I live in Japan, right? Right! One thing that really delights me living here is my ability to visit specific locations from movies I've seen (Lost in Translation or Battle Royale, for example) or books I've read (The Wind-Up Bird Chronicle, After Dark and Shogun to name a few). I'm not a huge anime or manga fan, but it thrills me to ride the shinkansen or visit a mountainside and see sights similar to the backgrounds in Miyazaki Hayao's movies. Whenever I'm at the famous Shibuya scramble just outside the station's Hachiko Exit and glance over at the Shibuya 109 building, it feels as though I'm walking through an issue of Nana.
It also helps when I run into girls who dress a lot like the punk Nana herself. That happens more than you might imagine! Or at least it seems to, because Nana-girls tend to stand out in the crowd in this place where almost every young woman dresses a bit like Hachi. Any given day in Japan, no matter how mundane, is like taking an otaku pilgrimage.
Peter Payne writes a bit about this concept on his J-List Side Blog. He's probably forgotten more about this stuff than I'll ever know!
As a young comic book fan, I knew Superman's Metropolis and Batman's Gotham City didn't exist. But Spider-Man's ostensibly real New York City seemed every bit as fantastic or fabulous. I never expected to go there, and I still haven't.
So the Micronauts series gave me a bit of a thrill when an early storyline took the characters to Florida and the Kennedy Space Center; I'd actually been to those places so their stories came vibrantly to life for me, and by extension, so did the rest of the Marvel Universe. Now I live in a place that seemed even more Oz- or Wonderland-like to me as a child, when I knew it only from Speed Racer, Ultraman, Space Giants, the Chris Claremont/Frank Miller Wolverine miniseries and the occasional Sonny Chiba movie. Also Pink Lady and Jeff... but that's another story for another blog.
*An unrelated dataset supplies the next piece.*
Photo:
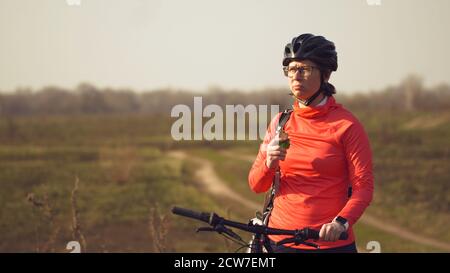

My current comic geek goals are Nana-related. I want to find the general locale where Nana and Hachi lived in their sunny apartment 707 and to eat a Jackson Burger at Jackson Hole, even if the restaurant has a new location. If you're a Marvel Universe fan, you should take a trip to New York and check it out. Make an otaku or geek pilgrimage. Because Peter Payne is right-- visiting the actual locations where the characters live out their fictional adventures adds a layer of realism to your favorite manga, anime or even American comic book.